01 August 2007

dreams

in light of such vivid dreams in the past few days, needless to day i've been on an emotional and apparently subconscious roller-coaster in terms of my future career and the future of my heart.

dreams are visions of events that we'd most likely want to happen. i think they are visions of our subconscious thoughts surfacing and interacting with our conscious and those 2 trying to all have it make sense. im sure as most of you have noticed that your dreams make you extremely more confused than provide any sense of clarity.

dreams for our future are the ones we hold near to us ... this differs from a fantasy (e.g. fancy cars, expensive things, big houses, gorgeous significant other). our biggest dream for ourself is the one that is suppose to yield us the most happiness ... as if turning our dream into reality translates into fulfilling our purpose in life. (wow that was a lofty thought). as we mature and grow older, we realize these dreams dont always come true, in fact, it's most likely entirely different from what you imagined for yourself. i believe those who do make their dreams come true has most likely told reality to go F--- itself at one point or another... esp when it seemed as though life had turned its back on them ... resulting in a huge influx of determination and allowing them to surmount this seemingly trivial spat. i imagine those life-winners not even glancing back at those who said they couldnt.
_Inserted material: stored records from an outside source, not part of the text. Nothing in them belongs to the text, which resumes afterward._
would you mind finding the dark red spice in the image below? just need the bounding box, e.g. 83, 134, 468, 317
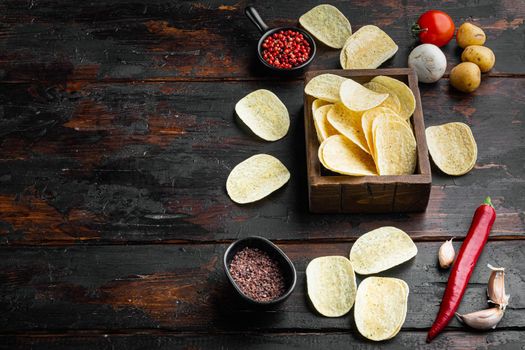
261, 29, 311, 69
229, 247, 286, 302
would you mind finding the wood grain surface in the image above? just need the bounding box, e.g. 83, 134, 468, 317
1, 0, 524, 348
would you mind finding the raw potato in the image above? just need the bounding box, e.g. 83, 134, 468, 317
450, 62, 481, 93
408, 44, 447, 83
226, 154, 290, 204
299, 4, 352, 49
306, 256, 357, 317
457, 22, 486, 49
461, 45, 495, 73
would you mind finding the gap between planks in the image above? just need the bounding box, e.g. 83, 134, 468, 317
1, 235, 524, 248
1, 72, 525, 84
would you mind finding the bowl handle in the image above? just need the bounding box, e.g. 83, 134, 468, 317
245, 6, 270, 34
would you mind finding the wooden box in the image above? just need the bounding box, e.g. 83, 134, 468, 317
304, 68, 432, 213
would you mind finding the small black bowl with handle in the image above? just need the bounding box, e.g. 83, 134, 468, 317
223, 236, 297, 306
245, 6, 316, 74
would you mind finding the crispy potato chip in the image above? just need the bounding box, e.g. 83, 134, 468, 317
354, 277, 408, 341
349, 226, 417, 275
371, 76, 415, 120
426, 122, 478, 176
340, 25, 398, 69
305, 74, 347, 103
235, 89, 289, 141
327, 103, 369, 153
306, 256, 357, 317
313, 104, 338, 143
226, 154, 290, 204
361, 107, 398, 159
320, 135, 376, 176
363, 81, 402, 115
339, 79, 388, 112
373, 117, 416, 175
312, 99, 331, 114
299, 4, 352, 49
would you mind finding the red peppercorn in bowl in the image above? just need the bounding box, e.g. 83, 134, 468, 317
246, 7, 316, 73
223, 236, 297, 306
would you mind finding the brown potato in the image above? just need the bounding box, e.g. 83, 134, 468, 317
450, 62, 481, 93
461, 45, 495, 72
457, 23, 486, 48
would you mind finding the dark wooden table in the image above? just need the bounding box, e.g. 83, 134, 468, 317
0, 1, 524, 349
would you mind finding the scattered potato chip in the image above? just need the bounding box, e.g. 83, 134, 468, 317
306, 256, 357, 317
340, 25, 398, 69
305, 74, 347, 103
354, 277, 409, 341
226, 154, 290, 204
426, 122, 477, 176
363, 81, 402, 115
235, 89, 289, 141
313, 104, 338, 143
349, 226, 417, 275
339, 79, 388, 112
320, 135, 376, 176
361, 107, 398, 159
327, 103, 369, 153
299, 4, 352, 49
373, 117, 417, 175
312, 99, 331, 114
371, 76, 415, 120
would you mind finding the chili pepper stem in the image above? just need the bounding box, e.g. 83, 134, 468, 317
484, 196, 494, 208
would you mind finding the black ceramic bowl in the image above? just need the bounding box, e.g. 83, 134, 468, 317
245, 6, 316, 74
223, 236, 297, 306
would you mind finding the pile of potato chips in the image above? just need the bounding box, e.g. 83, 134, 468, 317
306, 227, 416, 341
305, 73, 418, 176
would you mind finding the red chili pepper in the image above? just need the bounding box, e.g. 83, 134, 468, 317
427, 197, 496, 342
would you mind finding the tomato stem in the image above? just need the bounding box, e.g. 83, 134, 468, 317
410, 23, 428, 37
484, 196, 494, 208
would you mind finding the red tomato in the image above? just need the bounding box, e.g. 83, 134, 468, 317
413, 10, 455, 47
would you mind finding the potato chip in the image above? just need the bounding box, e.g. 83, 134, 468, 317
327, 103, 369, 153
339, 79, 388, 112
340, 25, 398, 69
363, 81, 402, 115
299, 4, 352, 49
305, 74, 347, 103
313, 104, 338, 143
371, 76, 415, 120
320, 135, 376, 176
354, 277, 408, 341
226, 154, 290, 204
426, 122, 477, 176
235, 89, 289, 141
306, 256, 357, 317
361, 106, 398, 158
349, 226, 417, 275
373, 117, 416, 175
312, 99, 331, 114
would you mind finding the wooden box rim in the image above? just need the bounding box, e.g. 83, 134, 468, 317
304, 68, 432, 187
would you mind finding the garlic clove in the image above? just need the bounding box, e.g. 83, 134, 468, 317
487, 264, 510, 309
438, 238, 455, 269
455, 307, 504, 330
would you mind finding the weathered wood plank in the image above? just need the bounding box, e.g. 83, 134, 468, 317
0, 78, 523, 244
2, 330, 525, 350
1, 242, 524, 332
0, 0, 523, 81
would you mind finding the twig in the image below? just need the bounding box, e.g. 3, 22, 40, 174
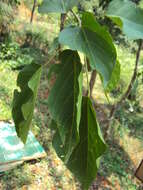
117, 40, 142, 106
30, 0, 37, 23
60, 13, 67, 31
89, 70, 97, 97
58, 13, 67, 52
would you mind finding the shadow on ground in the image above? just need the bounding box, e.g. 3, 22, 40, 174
90, 104, 143, 190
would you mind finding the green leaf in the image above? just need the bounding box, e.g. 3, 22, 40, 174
12, 63, 42, 143
38, 0, 79, 14
59, 12, 117, 88
107, 0, 143, 40
105, 60, 120, 92
53, 96, 107, 190
47, 50, 83, 161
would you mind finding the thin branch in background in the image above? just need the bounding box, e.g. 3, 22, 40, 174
58, 13, 67, 52
89, 70, 97, 98
104, 40, 143, 140
30, 0, 37, 23
60, 13, 67, 31
85, 58, 97, 97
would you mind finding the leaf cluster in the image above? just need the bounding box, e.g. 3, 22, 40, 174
12, 0, 143, 189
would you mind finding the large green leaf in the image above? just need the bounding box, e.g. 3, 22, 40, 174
53, 96, 107, 190
12, 63, 42, 143
47, 50, 83, 161
59, 12, 117, 88
38, 0, 79, 14
107, 0, 143, 40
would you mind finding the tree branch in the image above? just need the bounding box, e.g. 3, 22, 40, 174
30, 0, 37, 23
58, 13, 67, 52
104, 40, 143, 139
116, 40, 142, 106
60, 13, 67, 31
90, 70, 97, 98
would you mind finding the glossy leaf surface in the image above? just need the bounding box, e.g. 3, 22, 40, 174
47, 50, 83, 161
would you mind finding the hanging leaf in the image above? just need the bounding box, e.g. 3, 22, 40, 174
107, 0, 143, 40
47, 50, 83, 161
105, 60, 120, 92
12, 63, 42, 143
38, 0, 79, 14
53, 96, 107, 190
59, 12, 117, 88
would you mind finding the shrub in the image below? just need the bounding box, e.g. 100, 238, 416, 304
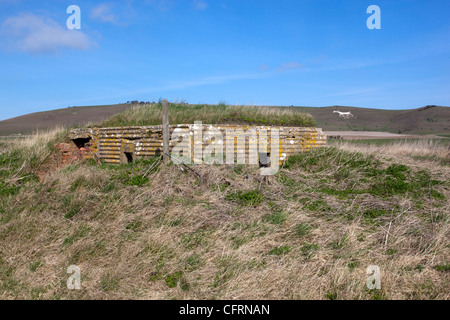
295, 224, 312, 237
301, 243, 320, 258
435, 264, 450, 272
128, 175, 149, 187
226, 190, 265, 207
264, 211, 288, 225
64, 201, 82, 219
165, 271, 183, 288
269, 246, 291, 256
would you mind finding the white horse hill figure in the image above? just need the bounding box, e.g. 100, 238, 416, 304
333, 110, 354, 119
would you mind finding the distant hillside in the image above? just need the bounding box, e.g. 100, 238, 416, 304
0, 103, 448, 136
297, 105, 450, 135
0, 104, 134, 136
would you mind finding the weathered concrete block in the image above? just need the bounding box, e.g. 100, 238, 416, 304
68, 124, 327, 165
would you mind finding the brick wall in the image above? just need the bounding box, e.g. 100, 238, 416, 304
56, 142, 93, 165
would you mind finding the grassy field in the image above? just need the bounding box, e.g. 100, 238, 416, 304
0, 128, 448, 300
331, 138, 450, 148
96, 102, 317, 128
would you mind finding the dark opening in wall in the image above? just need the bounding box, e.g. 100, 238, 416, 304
72, 138, 91, 149
125, 152, 133, 163
259, 153, 271, 168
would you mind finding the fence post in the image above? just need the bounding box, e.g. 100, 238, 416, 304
162, 99, 169, 162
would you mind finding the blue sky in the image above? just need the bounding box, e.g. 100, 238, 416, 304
0, 0, 449, 120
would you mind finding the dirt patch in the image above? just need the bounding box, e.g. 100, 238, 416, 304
325, 131, 443, 140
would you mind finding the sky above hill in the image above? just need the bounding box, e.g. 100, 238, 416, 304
0, 0, 449, 120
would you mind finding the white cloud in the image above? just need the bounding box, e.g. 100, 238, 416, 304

yeah, that'll be me one day. just u watch: dreams do come true.

life and basketball

i first picked up a basketball at the age of 6 b/c my oldest brother started in the 7th grade. i remember the very day i signed up to play CYO basketball in the 3rd grade: it was a friday. that night, my family and i did our usual dinner outting in chinatown ... i remember strolling through the finanical district as my parents trailed behind. i felt as mighty as michael jordan. i told myself i could jump as high as any skyscrapper, that nothing could stop me. that was the beginning ...

my 5th grade coach deemed me having "charisma" (right, try wrapping your head around that meaning at 10). coach alan was my emotional mentor from 7th to 9th grades, where i learned how to meticulously goal set, achieve, and about composure. high school ball is where it got hugely intense: demanding perfection day-in, day-out ... 6 days a week for 5 months for 4 years. where each game felt more like battle every time i went in. i was practically a mindless soldier out there to perform my coach's will ... afraid to do what i knew and loved. (i think i will fast foward all the drama h.s. ball entailed ...) in college, i was and still am completely content on the idea that there is more to life than ball, but ball is still apart of me and most likely always be.
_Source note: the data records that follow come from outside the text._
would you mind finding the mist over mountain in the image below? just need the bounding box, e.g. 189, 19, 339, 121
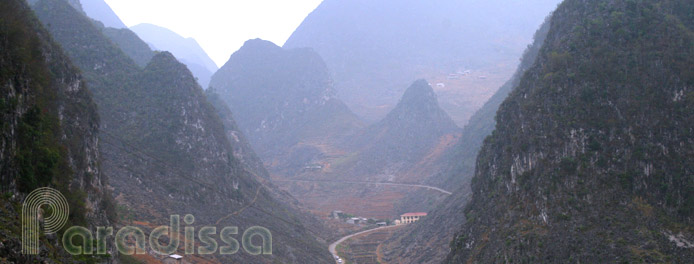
347, 80, 459, 178
210, 39, 363, 172
131, 23, 218, 88
80, 0, 126, 29
273, 79, 460, 219
3, 0, 694, 263
285, 0, 562, 123
31, 0, 333, 262
446, 0, 694, 262
101, 26, 156, 67
382, 17, 552, 264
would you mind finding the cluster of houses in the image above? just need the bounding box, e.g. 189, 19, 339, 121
332, 211, 382, 225
332, 210, 427, 227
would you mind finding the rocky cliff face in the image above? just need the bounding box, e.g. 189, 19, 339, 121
448, 0, 694, 262
380, 16, 552, 264
32, 0, 334, 262
0, 0, 113, 262
210, 39, 363, 173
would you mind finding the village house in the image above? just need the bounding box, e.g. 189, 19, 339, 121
399, 212, 427, 224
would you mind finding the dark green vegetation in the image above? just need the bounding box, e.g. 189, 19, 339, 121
31, 0, 334, 262
447, 0, 694, 262
0, 0, 113, 262
102, 26, 155, 68
381, 17, 552, 264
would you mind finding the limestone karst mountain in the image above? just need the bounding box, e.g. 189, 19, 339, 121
31, 0, 334, 262
0, 0, 114, 262
210, 39, 363, 174
130, 23, 218, 88
349, 80, 459, 173
285, 0, 562, 123
5, 0, 694, 263
277, 80, 460, 218
381, 17, 552, 264
446, 0, 694, 262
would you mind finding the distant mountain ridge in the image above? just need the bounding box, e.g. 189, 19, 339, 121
285, 0, 562, 122
80, 0, 127, 28
273, 79, 460, 218
210, 39, 363, 172
347, 79, 459, 177
130, 23, 218, 88
31, 0, 334, 262
381, 17, 552, 264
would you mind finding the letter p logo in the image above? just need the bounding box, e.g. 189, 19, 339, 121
22, 187, 69, 255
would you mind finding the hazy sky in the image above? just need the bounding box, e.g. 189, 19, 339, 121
104, 0, 323, 67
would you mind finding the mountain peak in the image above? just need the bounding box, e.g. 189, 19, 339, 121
352, 79, 458, 165
241, 38, 280, 50
149, 50, 178, 64
386, 80, 456, 129
211, 38, 362, 161
130, 23, 218, 87
145, 51, 190, 75
399, 79, 438, 107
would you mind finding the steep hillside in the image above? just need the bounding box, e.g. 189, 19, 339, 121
428, 16, 553, 192
101, 26, 156, 68
206, 89, 270, 180
285, 0, 562, 122
381, 17, 552, 264
0, 0, 114, 262
210, 39, 363, 173
130, 23, 218, 88
275, 80, 460, 218
448, 0, 694, 262
344, 80, 459, 181
32, 0, 334, 262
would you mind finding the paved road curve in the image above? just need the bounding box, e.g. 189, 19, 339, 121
273, 179, 453, 195
328, 225, 400, 263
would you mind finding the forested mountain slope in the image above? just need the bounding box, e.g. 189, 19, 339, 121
448, 0, 694, 262
0, 0, 114, 262
32, 0, 334, 262
381, 15, 552, 264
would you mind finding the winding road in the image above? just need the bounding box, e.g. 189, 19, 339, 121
328, 225, 400, 262
273, 179, 452, 195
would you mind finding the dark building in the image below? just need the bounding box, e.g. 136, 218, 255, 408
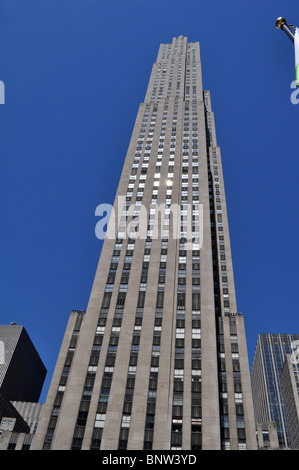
0, 390, 30, 434
0, 324, 46, 402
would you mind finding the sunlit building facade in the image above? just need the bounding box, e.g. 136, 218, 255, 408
32, 36, 256, 451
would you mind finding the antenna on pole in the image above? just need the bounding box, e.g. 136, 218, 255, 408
276, 17, 295, 43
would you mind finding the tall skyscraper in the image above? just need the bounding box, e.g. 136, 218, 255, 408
32, 36, 256, 451
251, 333, 299, 449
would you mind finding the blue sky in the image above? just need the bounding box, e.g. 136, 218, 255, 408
0, 0, 298, 402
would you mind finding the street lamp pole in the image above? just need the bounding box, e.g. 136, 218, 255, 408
276, 17, 295, 43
in reference back to past conversations w/my friends ... discussing how we play on the court is how we are in life. a few years ago, i struggled with trying to be noticed as a player. it made me sad that most observers that watched my team only complemented the scorers. i wanted to be noticed too ... in any rate, i did the little things ... why, b/c i took it upon myself to do so for the success of the team.

i never considered myself as a GREAT player, but decent enough. similar to most things in my life ... right there in the middle. always been a shooter and rebounder (thank you volleyball) ... i love being "6th man" ... and more importantly to me - a team player.

a self-analysis of my game says that i posses great fundamentals, i am a set shooter, a rebounder with lots of hussle, rather weak ball handling skills, fairly good passer, slow to react on defense, and that i could be more offensively aggressive.

translation as to how i am in life:
i am a rules person, i follow them ... and rarely deviate. i work hard, but at times dont react quickly enough to situations. i can be timid and hestitant ... perphaps because i dont have enough faith in my own skills. on the other hand, i come through for those who matter.

i forget sometimes how to play to win the game of life. basketball practice to life lessions: play to win. play with heart ... leave it all out on the court. never give up. always believe there's a chance. never let the size of the challenge intimidate you. hardwork proves miles of success farther than talent alone. the rules of the game are simple ... playing will always be challenging, but the success of winning is completely and utterly worth every bit of blood, sweat and tears.